Kırşehirde YÖK yasa tasarısı karşıtı faaliyetler...
Anlamlı çalışmaya sorumsuzlardan barikat
Çok yakında mecliste görüşülmesi beklenen yeni YÖK yasa tasarısının meclisten geçmemesi için başlatılan kampanyanın bir ayağı da Kırşehirde örüldü. Çalışmalar yalnızca öğrencilerin değil, ailelerin, esnafın, memurun ve işçinin de desteğini alarak büyüyor.
İmza kampanyasına verilen destek şimdiden 3 bin imzaya ulaşmış durumda. Üniversiteli gençler olarak, eğitimin adım adım paralı hale getirilerek üniversitelerin ticarethaneye, bilginin metaya, bilim adamının tüccara, öğrencilerin de müşteriye dönüşmesine neden olan eğitim-öğretim anlayışına karşı çıkıyoruz şeklinde özetlediğimiz kampanya genişleyerek sürüyor.
Çalışmadan çıkarılacak ilk sonuçlar
- Üniversite gençliğinin kendi sorunları karşısında bile duyarsız olduğu savı yanlışlığını ortaya koydu. Doğru ve geniş kitleleri kucaklayan politikalarla yola çıkıldığında, sorunların sahiplenileceği noktasında herhangi bir tereddüt taşınmamalıdır.
- Tüm sorunların kaynağının çürümüş düzen olduğu gerçeği, hem öğrenci gençlik hem de tüm kesimler tarafından net biçimde ifade edildi.

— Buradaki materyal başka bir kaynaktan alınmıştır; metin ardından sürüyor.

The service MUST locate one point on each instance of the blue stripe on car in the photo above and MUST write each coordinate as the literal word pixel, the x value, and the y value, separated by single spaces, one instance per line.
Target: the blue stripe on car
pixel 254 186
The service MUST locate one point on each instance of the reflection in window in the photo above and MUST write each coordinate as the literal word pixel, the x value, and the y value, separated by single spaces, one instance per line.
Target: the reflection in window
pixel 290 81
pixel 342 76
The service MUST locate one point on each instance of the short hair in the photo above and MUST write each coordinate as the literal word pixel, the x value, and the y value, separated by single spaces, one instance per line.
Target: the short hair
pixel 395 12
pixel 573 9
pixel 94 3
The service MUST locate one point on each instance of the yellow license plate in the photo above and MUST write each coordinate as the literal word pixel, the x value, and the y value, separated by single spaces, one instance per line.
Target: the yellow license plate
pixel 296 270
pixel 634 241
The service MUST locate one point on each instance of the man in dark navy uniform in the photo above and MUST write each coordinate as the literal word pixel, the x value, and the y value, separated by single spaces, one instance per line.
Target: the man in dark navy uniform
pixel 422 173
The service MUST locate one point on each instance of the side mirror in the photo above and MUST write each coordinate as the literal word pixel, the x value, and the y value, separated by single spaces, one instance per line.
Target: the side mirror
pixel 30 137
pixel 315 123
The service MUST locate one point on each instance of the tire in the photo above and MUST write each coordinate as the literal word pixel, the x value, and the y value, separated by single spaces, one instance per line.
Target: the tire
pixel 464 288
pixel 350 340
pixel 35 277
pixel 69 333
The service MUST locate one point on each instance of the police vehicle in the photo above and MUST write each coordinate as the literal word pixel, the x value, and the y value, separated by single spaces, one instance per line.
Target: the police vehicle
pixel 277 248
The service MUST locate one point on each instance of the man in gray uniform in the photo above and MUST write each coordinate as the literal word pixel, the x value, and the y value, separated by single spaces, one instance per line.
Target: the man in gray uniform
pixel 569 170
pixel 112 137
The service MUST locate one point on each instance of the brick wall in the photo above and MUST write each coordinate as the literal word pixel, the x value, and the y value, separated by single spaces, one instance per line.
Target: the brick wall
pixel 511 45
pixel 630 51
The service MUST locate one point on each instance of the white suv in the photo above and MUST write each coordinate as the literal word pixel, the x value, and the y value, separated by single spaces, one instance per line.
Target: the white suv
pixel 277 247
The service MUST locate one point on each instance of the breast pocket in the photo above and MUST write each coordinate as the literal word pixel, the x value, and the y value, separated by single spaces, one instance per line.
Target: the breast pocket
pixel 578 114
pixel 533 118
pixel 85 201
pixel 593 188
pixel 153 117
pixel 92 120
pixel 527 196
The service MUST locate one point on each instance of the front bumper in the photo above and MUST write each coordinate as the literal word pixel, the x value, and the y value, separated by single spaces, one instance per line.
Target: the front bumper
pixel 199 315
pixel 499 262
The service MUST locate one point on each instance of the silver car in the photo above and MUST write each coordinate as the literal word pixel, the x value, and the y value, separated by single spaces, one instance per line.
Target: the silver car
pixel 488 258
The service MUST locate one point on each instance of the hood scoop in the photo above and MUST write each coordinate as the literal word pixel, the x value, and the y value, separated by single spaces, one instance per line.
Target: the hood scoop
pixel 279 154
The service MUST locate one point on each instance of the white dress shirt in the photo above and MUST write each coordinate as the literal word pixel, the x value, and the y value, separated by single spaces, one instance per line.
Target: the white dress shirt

Artık bu düzenden olumlu bir şey beklenmediği, meclisten geçen yasaların asla emekçi halkın yarasını saracak nitelikte olmadığı, ekonomik-sosyal-kültürel vb. açıdan büyük bir yetersizlik yaşandığı, hatta var olanın da ellerinden alındığını ifade edildi.
- İşçilerin, emekçilerin ve gençliğin mücadele dinamizmini içinde taşıdığı, adeta patlamanın eşiğine geldiği ve çözümün alanlardan geçtiği noktasında netleştiğini gördük.
- Her gün ekmeği daha da küçülen emekçi halk, düzenini daha fazla sömürü üzerine kuran, ülkeyi parsel parsel satan, kendisini sefaletin kör kuyusuna atan, kanını-alınterini emperyalizme peşkeş çeken sermaye devleti gerçeğini her geçen gün daha iyi görüyor. Buna karşı ortaya konulan tepkiye, bilinci ve kavrayış düzeyinde destek veriyor.
- Somut sorunlardan yola çıkan politik faaliyete, öğrenci gençliğin ve işçi ve emekçilerin ilgisi dikkat çekiciydi. Aynı zamanda, merkezi politikaları yerele yedirmeden, esnetip-genişletmeden geliştirmenin, faaliyeti geniş kesimlere taşımanın mümkün olmadığını da gördük.
Haklılığına güvenmeyenler saldırıya direnemezler!
Kırşehirde yapılmayanı yapabilmiş olmak moral açıdan hepimizi güçlendirdi. Beklenenin üzerinde bir sahiplenmeyle karşılaştık. Devrimci-demokrat akımların yasallığa saplanarak en meşru taleplerin bile zeminini kaydıran tavrı kampanyayı geriletmeye, daraltmaya bir neden oluşturmuşsa da, sonuçta komünistler buna izin vermediler.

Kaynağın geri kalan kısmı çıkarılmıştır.